*** /na skróty można/
https://youtu.be/iLScicF9akI
na skróty można się pocałować
w policzek blisko ust
i poczuć że chce się bliżej
w jednej dziwnej chwili
istnieć z przyzwyczajenia
broniąc się przed Miłością
a stojąc wobec Piękna
wybierać ucieczkę
na skróty podnoszę rzęsy
i widzę że patrzysz
na skróty wybierasz iluzje
wiary i zachwytu
stworzyciel nie poszedł na skróty
gdy ochraniając praźródło
przemierzył drogę mleczną
by wypić kroplę czasu
nie pójdziesz na skróty pragnąc
osunąć się w głąb arcydzieła
w sens swojej tajemnicy
która jest bezimienna
prawdziwa rzeczywistość
objawia się tylko wtedy
gdy jej substytuty
kruszy przezroczystość
jak zew nieznoszący sprzeciwu
instrukcja bez słowa
bezdźwięczny szlak wokół góry
która nie ma szczytu
poeci muszą umieć
przechadzać się tak z bogami
by dotrzeć do swoich ust
w sercu człowieka
Komentarze (40)
Unikat.
Wiersz do którego warto wracać. Szczególnie przemawia
do mnie myśl zawarta w szóstej strofie i puenta.
Miłego dnia Wando:)
Świetny, jak zawsze.
Pozdrawiam serdecznie :)
Cudowne są Twoje wiersze, pełne jakiejś filozofii na
pograniczu magii:):)
Mówią, że kto drogę skraca, to do domu nie wraca, ale
ja lubię sobie ułatwiać życie, bo to nic złego chodzić
na skróty, byle po drodze nikogo nie
podeptać...Pozdrawiam ciepło Wando :)
ja za Karolem/Pasjansem; piękne to wszystko i mnie...
oświeca
Odbieram to podobnie jak jastrz, z tym, że dla mnie to
raczej pragmatyzm, bo lepiej mieć połowę, niż nic, a
większości ludzi, msz to i o tej połowie może tylko
marzyć. Zainspirowałaś mnie do napisania czegoś w
temacie. Pozdrawiam z podobaniem.
...nie lubię skrótów, bo życie za szybko by się
stało...pozdrawiam
cudna puenta. (a ja lubię na skróty)
Zgadzam się z Tobą w stu procentach, a jednak, kiedy
mam wybór substytut, albo nic - wybiorę drogę na
skróty.
Niesamowity wiersz ze świetnym przesłaniem.

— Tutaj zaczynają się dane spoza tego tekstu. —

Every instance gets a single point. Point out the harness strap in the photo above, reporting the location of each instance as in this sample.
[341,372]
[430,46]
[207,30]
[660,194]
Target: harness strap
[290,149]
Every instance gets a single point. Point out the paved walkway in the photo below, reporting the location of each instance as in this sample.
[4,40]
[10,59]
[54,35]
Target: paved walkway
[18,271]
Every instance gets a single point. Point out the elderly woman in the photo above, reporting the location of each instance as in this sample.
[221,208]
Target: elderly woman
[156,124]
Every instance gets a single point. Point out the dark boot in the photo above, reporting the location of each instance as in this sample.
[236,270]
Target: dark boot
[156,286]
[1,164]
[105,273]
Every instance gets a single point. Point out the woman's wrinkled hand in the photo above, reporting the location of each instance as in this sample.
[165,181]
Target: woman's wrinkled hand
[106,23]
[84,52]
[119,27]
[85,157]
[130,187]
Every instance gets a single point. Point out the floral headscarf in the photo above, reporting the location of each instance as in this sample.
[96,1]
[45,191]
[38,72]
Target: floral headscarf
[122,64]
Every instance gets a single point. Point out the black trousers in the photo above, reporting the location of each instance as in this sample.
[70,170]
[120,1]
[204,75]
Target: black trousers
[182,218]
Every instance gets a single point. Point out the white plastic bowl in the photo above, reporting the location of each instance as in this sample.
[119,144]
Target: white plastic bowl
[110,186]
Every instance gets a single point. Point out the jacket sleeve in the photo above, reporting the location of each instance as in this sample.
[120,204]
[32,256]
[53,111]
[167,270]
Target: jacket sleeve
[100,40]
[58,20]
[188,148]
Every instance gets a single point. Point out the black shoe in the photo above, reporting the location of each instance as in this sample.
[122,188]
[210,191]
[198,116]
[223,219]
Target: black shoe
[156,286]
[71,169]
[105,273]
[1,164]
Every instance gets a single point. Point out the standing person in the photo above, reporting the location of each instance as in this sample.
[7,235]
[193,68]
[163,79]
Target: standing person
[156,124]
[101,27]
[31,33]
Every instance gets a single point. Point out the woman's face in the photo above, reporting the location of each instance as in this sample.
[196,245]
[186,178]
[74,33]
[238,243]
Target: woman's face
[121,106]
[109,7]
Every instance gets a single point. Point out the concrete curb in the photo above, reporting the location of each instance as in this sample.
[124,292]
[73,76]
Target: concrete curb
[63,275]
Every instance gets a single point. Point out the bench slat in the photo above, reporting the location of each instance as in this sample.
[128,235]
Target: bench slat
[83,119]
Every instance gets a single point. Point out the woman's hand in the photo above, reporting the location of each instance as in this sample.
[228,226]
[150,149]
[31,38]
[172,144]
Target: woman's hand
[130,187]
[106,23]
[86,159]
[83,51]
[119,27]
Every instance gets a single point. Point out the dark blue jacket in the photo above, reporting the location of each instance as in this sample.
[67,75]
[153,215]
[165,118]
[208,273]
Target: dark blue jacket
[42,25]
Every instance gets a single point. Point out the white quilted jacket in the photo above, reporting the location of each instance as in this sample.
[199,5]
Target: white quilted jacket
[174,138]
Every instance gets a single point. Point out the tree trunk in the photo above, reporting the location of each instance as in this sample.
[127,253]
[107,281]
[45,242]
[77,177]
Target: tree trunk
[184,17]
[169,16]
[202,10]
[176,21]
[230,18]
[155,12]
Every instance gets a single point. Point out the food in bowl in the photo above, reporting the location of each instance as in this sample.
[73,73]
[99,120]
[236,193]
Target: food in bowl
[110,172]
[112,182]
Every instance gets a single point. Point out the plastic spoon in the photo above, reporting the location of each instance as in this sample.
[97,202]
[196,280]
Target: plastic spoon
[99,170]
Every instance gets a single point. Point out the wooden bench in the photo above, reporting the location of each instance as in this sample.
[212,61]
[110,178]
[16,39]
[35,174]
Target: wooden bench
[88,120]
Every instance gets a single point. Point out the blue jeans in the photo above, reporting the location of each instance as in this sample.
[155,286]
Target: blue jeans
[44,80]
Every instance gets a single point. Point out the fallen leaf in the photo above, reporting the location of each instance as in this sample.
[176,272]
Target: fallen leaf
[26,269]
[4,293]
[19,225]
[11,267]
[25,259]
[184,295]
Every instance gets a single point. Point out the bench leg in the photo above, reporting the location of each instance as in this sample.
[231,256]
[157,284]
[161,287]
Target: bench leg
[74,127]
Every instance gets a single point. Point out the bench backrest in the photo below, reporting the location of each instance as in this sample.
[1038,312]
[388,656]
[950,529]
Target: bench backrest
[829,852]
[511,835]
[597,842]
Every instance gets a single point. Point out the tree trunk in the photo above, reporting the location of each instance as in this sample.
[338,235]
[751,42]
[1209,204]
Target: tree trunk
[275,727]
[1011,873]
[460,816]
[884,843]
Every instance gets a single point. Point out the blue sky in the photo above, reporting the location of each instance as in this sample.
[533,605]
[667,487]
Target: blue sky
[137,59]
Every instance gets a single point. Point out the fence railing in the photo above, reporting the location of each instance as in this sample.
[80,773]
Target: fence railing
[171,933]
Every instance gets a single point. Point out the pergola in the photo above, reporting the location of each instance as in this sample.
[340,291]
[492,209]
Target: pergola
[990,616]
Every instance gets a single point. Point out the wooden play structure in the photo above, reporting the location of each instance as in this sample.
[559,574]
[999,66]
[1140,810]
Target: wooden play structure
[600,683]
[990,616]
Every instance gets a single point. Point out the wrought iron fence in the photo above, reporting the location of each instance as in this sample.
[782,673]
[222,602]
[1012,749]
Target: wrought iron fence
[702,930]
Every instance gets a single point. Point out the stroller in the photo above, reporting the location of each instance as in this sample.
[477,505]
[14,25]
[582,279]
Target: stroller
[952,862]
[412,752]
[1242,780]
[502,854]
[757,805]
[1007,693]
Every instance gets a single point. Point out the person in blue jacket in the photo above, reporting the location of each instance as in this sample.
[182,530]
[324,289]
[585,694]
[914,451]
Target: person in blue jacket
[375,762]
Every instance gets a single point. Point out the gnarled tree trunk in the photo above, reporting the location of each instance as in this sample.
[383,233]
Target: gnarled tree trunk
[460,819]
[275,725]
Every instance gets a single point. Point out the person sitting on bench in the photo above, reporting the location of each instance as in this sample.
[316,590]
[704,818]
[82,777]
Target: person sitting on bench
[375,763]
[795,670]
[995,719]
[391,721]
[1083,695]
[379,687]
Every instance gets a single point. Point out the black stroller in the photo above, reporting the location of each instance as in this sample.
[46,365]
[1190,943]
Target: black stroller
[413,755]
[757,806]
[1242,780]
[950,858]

Prawdziwych arcydzieł, miłości, przyjaźni i tego co
dla nas ważne i święte nie można przeżyć na skróty.
Na skróty można przejść tylko przez ugory kiedy nam
się gdzieś śpieszy Życia również nie należy przeżywać
na skróty... Jest zbyt drogocenne, jedyne i ważne.
Uwielbiam Cohena Ten utwór również.
Pozdrawiam cieplutko Wandeczko zachwycona wierszem :)
Piosenkę Cohena, wybitną poetycko, znałem, ale nie
znałem tego clipu. Jestem nim oczarowany i mocno
poruszony, podobnie jak Twoim kapitalnym wierszem.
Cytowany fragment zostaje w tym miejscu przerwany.